Crédito: fuente
The fallout from the New York Jets’ inexplicable decision to call a zero blitz on the game-ending play in Sunday’s loss to the Las Vegas Raiders has been swift.
Defensive coordinator Gregg Williams was fired on Monday, less than 24 hours after the fateful play call that dropped the Jets to 0-12. The Jets announced the decision Monday afternoon.
The team’s official statement didn’t explain how it reached the decision to part ways with Williams. Head coach Adam Gase — under plenty of fire of his own — cleared that question up later Monday in a conference call with reporters. It was his call.
“I did,” Gase said when asked who decided to fire Williams, per NFL Network’s Kim Jones. “I obviously wasn’t happy about that call. That was a heartbreaking way for our guys to lose a game. … We can’t have that happen.”
Gregg Williams did what?
The call was a head-scratcher for even the most casual of football fans and “Madden” players who might deem themselves NFL-ready play callers.
The Raiders trailed by four points with five seconds remaining and stood 46 yards away from the end zone. They had one desperation play to score a touchdown, or the Jets would win the game.
Instead of dropping back multiple zone defenders to guard the goal line, Williams dialed up a zero blitz, meaning that each Raiders receiver faced single man-to-man coverage while the rest of the Jets defenders rushed quarterback Derek Carr.
Fastest player on field runs free
One of those receivers facing single coverage with rookie receiver Henry Ruggs, the fastest man in the 2020 NFL draft (4.27 40-yard dash). Ruggs has so far failed to live up to his first-round pedigree out of Alabama in his nascent NFL career. But you don’t need to be well-versed in the nuances of NFL route running and pass defense to outrun a single defender on a go route when you’re the fastest man on the field.

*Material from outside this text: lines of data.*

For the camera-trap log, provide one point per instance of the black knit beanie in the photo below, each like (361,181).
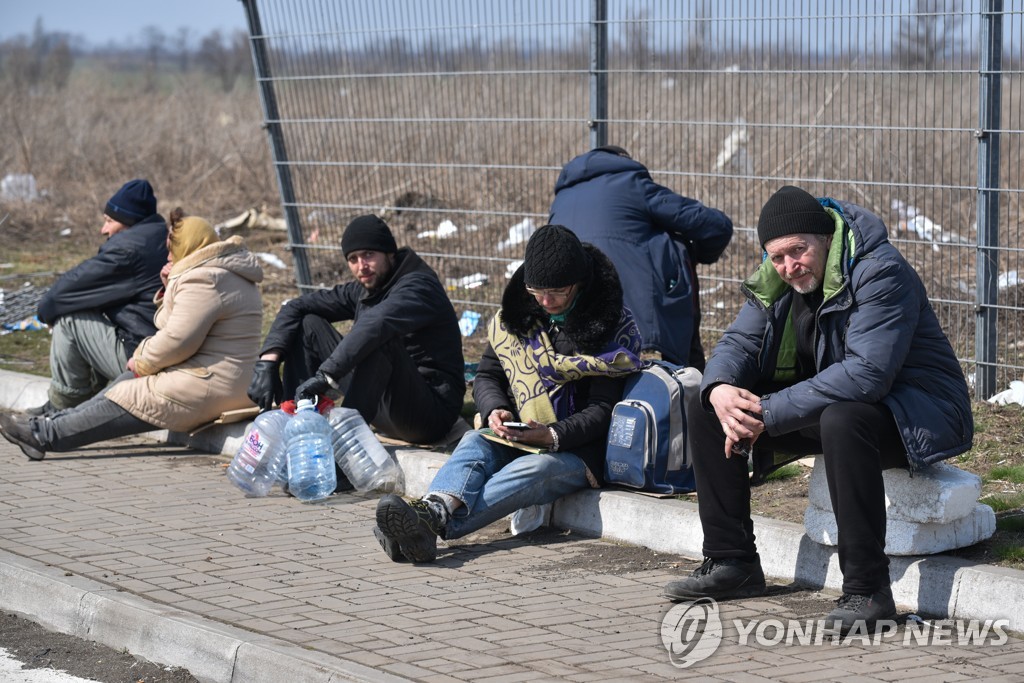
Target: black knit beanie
(132,203)
(793,211)
(368,232)
(555,258)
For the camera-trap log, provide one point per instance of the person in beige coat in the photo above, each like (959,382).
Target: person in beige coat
(199,364)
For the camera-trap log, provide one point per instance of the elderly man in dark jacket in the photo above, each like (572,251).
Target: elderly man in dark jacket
(653,236)
(838,351)
(400,365)
(100,309)
(555,365)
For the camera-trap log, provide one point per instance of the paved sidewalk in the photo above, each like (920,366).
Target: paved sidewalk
(147,547)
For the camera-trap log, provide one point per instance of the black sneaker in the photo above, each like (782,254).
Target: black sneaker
(720,579)
(18,432)
(413,524)
(389,546)
(42,411)
(865,609)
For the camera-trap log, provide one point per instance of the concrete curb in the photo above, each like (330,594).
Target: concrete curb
(938,585)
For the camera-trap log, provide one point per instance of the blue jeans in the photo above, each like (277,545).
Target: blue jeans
(494,480)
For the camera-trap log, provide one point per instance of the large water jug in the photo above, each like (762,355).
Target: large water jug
(310,458)
(367,464)
(260,460)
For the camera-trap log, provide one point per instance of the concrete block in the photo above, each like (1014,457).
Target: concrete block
(937,495)
(903,538)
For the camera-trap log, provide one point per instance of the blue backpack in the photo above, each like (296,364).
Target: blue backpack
(648,449)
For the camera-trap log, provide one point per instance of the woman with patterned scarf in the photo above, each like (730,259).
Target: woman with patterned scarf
(558,353)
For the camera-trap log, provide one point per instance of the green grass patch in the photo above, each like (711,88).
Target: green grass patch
(1010,523)
(1013,473)
(785,472)
(1003,503)
(1009,552)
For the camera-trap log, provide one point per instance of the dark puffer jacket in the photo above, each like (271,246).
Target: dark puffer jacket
(412,306)
(877,339)
(588,329)
(119,282)
(653,237)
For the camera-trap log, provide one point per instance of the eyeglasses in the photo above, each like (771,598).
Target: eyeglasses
(559,294)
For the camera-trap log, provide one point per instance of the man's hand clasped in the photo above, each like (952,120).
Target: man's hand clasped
(739,413)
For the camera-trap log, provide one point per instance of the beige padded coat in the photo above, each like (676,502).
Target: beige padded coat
(201,360)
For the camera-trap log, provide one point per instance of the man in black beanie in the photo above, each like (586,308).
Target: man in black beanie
(400,365)
(836,351)
(558,353)
(100,309)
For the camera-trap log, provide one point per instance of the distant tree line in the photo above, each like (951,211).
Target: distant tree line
(46,58)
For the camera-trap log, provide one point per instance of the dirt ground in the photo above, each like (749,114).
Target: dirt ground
(39,648)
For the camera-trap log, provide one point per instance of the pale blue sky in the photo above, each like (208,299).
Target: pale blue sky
(102,20)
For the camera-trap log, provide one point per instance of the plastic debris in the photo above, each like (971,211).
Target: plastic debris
(26,324)
(468,323)
(1015,394)
(444,230)
(467,283)
(252,218)
(518,233)
(733,154)
(18,186)
(270,259)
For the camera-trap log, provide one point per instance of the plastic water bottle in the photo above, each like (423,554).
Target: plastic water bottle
(260,460)
(367,464)
(310,458)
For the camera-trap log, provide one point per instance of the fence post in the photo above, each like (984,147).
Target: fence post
(598,73)
(271,117)
(989,99)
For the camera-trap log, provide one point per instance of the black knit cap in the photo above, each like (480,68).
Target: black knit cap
(368,232)
(793,211)
(132,203)
(555,258)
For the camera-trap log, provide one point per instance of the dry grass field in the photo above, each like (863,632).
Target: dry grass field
(206,151)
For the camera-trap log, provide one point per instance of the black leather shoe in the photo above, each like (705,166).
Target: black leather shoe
(720,579)
(40,411)
(865,609)
(19,433)
(412,523)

That’s exactly what Ruggs did with his speed and a stutter step, beating Jets cornerback Lamar Jackson, who frankly wasn’t given a reasonable chance to defend Ruggs thanks to Williams’ play call.
Firing of Williams throws cold water on conspiracy theories
The defense was so preposterous that it led to theories that the Jets made the call in a purposeful effort to lose the game to keep pace for the No. 1 pick in the upcoming NFL draft, featuring the top prize of coveted Clemson quarterback Trevor Lawrence.

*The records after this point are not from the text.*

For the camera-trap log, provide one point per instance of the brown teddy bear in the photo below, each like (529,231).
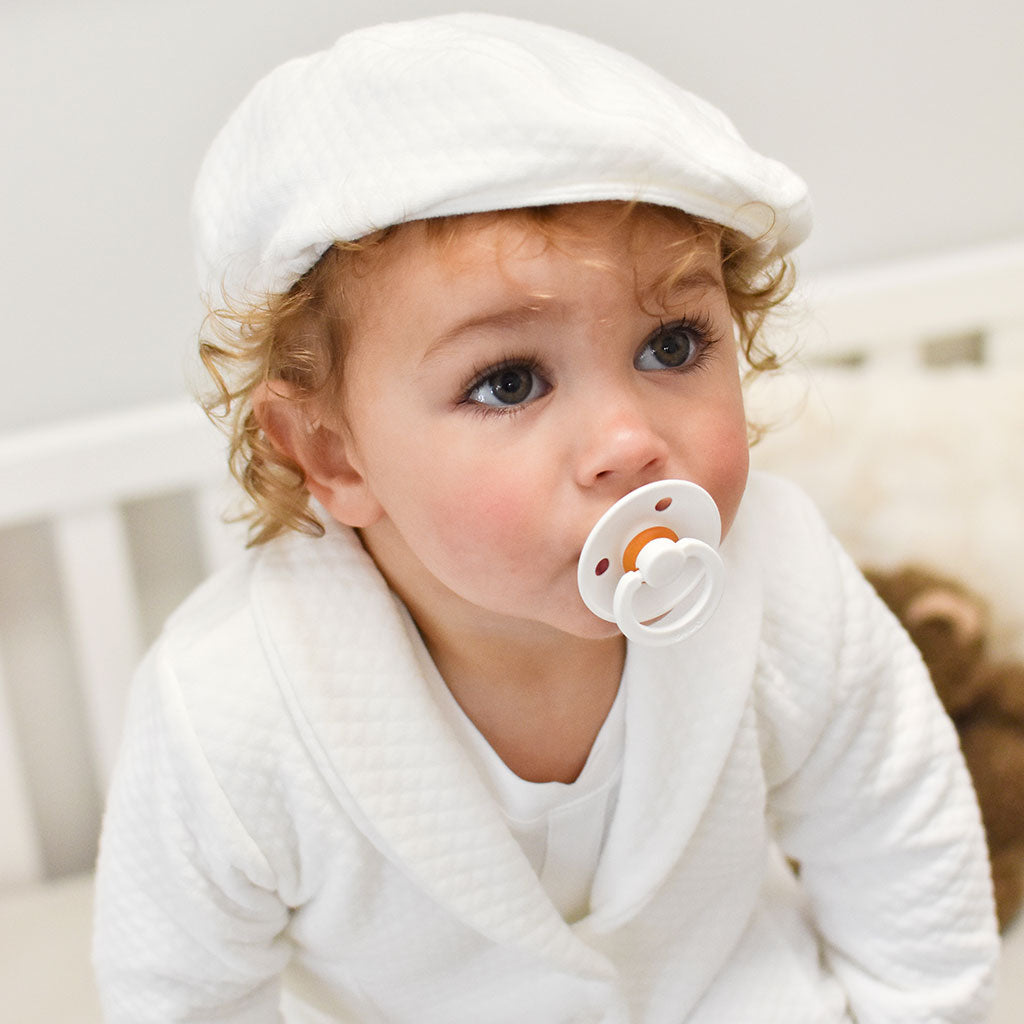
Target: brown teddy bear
(985,699)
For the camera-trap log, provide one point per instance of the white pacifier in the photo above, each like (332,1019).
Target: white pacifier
(650,564)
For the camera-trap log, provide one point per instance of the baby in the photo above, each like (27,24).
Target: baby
(473,282)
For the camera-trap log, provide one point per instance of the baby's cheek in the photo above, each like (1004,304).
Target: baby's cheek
(480,521)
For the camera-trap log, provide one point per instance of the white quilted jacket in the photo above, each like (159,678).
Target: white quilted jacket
(294,835)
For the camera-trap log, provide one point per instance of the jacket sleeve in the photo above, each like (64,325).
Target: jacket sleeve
(869,795)
(187,924)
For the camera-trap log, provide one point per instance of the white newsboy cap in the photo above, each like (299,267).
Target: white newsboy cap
(461,114)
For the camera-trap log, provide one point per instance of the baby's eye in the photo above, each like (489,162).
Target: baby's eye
(508,385)
(671,347)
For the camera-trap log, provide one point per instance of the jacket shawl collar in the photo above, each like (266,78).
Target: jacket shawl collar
(336,638)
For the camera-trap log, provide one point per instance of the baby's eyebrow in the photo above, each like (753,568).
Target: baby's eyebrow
(517,314)
(699,278)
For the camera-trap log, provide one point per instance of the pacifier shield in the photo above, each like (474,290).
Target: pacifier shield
(684,572)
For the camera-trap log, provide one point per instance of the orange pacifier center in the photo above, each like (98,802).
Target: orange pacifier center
(641,541)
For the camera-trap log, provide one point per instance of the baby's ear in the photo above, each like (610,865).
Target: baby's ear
(326,453)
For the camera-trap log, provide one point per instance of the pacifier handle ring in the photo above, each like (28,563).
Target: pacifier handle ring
(679,623)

The firing of Williams — and Gase’s admission that it was his decision — appears to deflate those theories. You can’t really fire a guy for following marching orders to blow a game if that was the plan all along. And in his statement to the media Monday, Gase at least gave the appearance that he genuinely wanted to win the game.
A report from NFL reporter Michael Silver that Gase “never imagined” that Williams would dial up that defense and didn’t realize the call was made until he heard “zero” over his head set — just before the ball was snapped — appears to back up Gase’s lack of complicity.
So no. It doesn’t appear that this was all part of a grand tank-for-Trevor plan. Unless there’s an even more convoluted conspiracy at play here.
But let’s not go down that rabbit hole. Not yet, at least.